Therefore, the $z$ axis alignment can be extended with additional constraints:

		$\displaystyle\mathbf{q}_{z}[4]=\sqrt{\frac{7}{12}}$
		$\displaystyle\mathbf{q}_{z}[0]^{2}+\mathbf{q}_{z}[8]^{2}=\frac{5}{12}$

where $[\cdot]$ denotes $0$ based array indexing.

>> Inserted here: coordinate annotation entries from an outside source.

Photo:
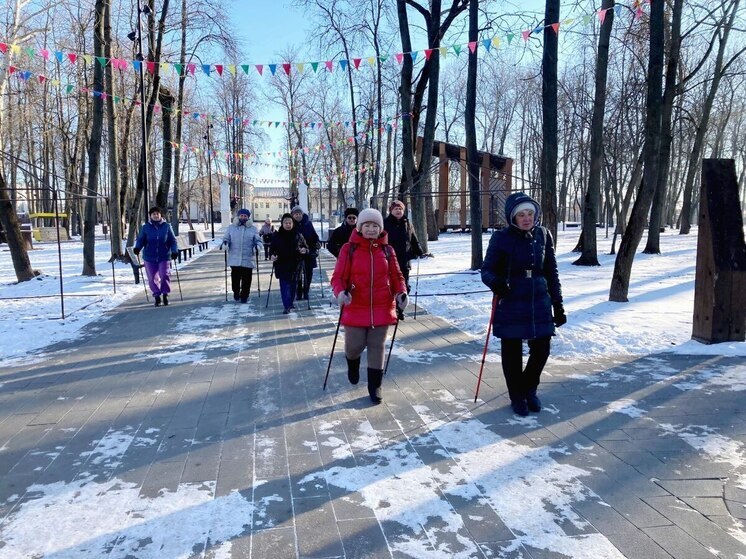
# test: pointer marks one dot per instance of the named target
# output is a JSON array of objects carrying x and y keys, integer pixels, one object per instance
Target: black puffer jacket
[
  {"x": 403, "y": 239},
  {"x": 521, "y": 265}
]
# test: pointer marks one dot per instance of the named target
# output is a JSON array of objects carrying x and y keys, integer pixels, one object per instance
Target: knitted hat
[
  {"x": 369, "y": 214},
  {"x": 523, "y": 206}
]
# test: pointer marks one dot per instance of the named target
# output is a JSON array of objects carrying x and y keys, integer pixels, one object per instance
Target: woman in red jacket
[{"x": 368, "y": 285}]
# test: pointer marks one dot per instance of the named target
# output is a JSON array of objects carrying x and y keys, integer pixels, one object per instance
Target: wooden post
[
  {"x": 720, "y": 280},
  {"x": 442, "y": 186},
  {"x": 464, "y": 187}
]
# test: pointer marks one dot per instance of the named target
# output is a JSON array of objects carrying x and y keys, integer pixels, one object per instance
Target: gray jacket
[{"x": 242, "y": 241}]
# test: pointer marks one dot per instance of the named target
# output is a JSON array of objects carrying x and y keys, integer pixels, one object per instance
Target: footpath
[{"x": 201, "y": 430}]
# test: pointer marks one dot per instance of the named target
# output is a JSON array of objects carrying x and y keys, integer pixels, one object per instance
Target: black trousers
[
  {"x": 521, "y": 381},
  {"x": 241, "y": 281}
]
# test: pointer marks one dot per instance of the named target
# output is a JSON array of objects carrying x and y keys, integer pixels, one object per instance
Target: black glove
[
  {"x": 560, "y": 317},
  {"x": 501, "y": 289}
]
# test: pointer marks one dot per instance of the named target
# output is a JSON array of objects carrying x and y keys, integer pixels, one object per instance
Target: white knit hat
[
  {"x": 369, "y": 214},
  {"x": 527, "y": 205}
]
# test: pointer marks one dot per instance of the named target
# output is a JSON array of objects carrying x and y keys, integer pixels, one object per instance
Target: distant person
[
  {"x": 342, "y": 233},
  {"x": 368, "y": 285},
  {"x": 158, "y": 245},
  {"x": 306, "y": 228},
  {"x": 521, "y": 269},
  {"x": 287, "y": 252},
  {"x": 403, "y": 239},
  {"x": 266, "y": 232},
  {"x": 241, "y": 239}
]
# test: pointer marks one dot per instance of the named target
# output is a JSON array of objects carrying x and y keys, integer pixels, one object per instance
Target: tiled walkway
[{"x": 201, "y": 430}]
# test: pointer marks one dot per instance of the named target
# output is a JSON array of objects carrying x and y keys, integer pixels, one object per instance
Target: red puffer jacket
[{"x": 372, "y": 278}]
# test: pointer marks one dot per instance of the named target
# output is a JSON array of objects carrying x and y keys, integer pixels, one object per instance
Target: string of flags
[{"x": 358, "y": 63}]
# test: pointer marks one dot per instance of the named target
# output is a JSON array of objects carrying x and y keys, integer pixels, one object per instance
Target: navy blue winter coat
[
  {"x": 522, "y": 266},
  {"x": 157, "y": 241}
]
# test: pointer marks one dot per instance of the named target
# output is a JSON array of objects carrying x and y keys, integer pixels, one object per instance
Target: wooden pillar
[
  {"x": 464, "y": 187},
  {"x": 442, "y": 185},
  {"x": 485, "y": 187},
  {"x": 720, "y": 279}
]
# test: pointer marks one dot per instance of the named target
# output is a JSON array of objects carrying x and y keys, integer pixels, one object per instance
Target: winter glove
[
  {"x": 402, "y": 300},
  {"x": 560, "y": 317},
  {"x": 501, "y": 289},
  {"x": 344, "y": 298}
]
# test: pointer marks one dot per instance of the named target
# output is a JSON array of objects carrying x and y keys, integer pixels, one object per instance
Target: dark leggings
[{"x": 521, "y": 381}]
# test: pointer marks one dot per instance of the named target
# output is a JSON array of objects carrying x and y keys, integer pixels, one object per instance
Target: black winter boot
[
  {"x": 532, "y": 401},
  {"x": 353, "y": 370},
  {"x": 375, "y": 378}
]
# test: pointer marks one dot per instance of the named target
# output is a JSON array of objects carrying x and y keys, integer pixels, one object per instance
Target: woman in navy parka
[{"x": 521, "y": 269}]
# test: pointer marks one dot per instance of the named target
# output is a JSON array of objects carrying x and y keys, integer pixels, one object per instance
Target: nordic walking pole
[
  {"x": 271, "y": 274},
  {"x": 334, "y": 343},
  {"x": 416, "y": 286},
  {"x": 486, "y": 343},
  {"x": 178, "y": 281},
  {"x": 393, "y": 337}
]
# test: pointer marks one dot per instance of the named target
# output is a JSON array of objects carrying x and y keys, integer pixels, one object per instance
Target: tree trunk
[
  {"x": 589, "y": 255},
  {"x": 94, "y": 146},
  {"x": 470, "y": 128},
  {"x": 632, "y": 235},
  {"x": 659, "y": 198},
  {"x": 549, "y": 118}
]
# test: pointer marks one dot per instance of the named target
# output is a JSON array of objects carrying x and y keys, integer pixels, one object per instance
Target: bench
[{"x": 186, "y": 250}]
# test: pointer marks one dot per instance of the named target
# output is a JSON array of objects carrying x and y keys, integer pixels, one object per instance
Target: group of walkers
[{"x": 370, "y": 281}]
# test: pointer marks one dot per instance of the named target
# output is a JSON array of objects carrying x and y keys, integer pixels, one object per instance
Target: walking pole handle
[{"x": 486, "y": 343}]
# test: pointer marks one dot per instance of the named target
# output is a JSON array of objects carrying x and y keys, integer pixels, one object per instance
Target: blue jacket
[
  {"x": 242, "y": 241},
  {"x": 157, "y": 241},
  {"x": 522, "y": 265},
  {"x": 306, "y": 228}
]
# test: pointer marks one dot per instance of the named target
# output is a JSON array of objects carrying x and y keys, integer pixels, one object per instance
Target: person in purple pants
[{"x": 158, "y": 245}]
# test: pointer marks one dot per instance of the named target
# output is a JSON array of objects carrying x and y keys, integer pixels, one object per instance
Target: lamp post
[
  {"x": 209, "y": 178},
  {"x": 144, "y": 10}
]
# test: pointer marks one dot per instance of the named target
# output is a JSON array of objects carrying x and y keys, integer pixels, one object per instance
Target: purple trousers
[{"x": 159, "y": 277}]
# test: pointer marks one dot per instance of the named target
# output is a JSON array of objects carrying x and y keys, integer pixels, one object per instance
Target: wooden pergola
[{"x": 495, "y": 185}]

So is the normal alignment:

(14)	$\displaystyle\mathbf{q}_{n}$	$\displaystyle=\sqrt{\frac{7}{12}}\tilde{\mathbf{R}}_{\mathbf{z}\to\mathbf{n}}[0,0,0,0,1,0,0,0,0]^{T}$
		$\displaystyle+c_{0}\sqrt{\frac{5}{12}}\tilde{\mathbf{R}}_{\mathbf{z}\to\mathbf{n}}[1,0,0,0,0,0,0,0,0]^{T}$
		$\displaystyle+c_{8}\sqrt{\frac{5}{12}}\tilde{\mathbf{R}}_{\mathbf{z}\to\mathbf{n}}[0,0,0,0,0,0,0,0,1]^{T}$
		$\displaystyle\text{subject to}\ c_{0}^{2}+c_{8}^{2}=1$

Compared to (10) and (11), additional constraints guarantee the $\mathbf{q}_{z}$ and $\mathbf{q}_{n}$ to be obtainable by rotating $\mathbf{q}_{0}$ .

A.3. Improved normal alignment constraints

Solomon et al. (2017) observe that a smooth normal aligned octahedral field commonly has singularities, at which the evaluated Dirichlet energy is unbounded (Knöppel et al., 2013), undermining the effectiveness of the gradient steps. Thus, Solomon et al. propose to scale the tangential axes of the normal aligned frames, or equivalently, the $xy$ axes when rotated to be $z$ axis aligned, to satisfy the topological restrictions. Numerically, instead of enforcing the $c_{0}^{2}+c_{8}^{2}=1$ constraint in (14) everywhere, they relax it as the average over the boundary surface to be one:

\int_{\partial V}(c_{0}^{2}+c_{8}^{2})d\mathbf{p}=A

where $A$ is the area of the boundary surface $\partial V$ .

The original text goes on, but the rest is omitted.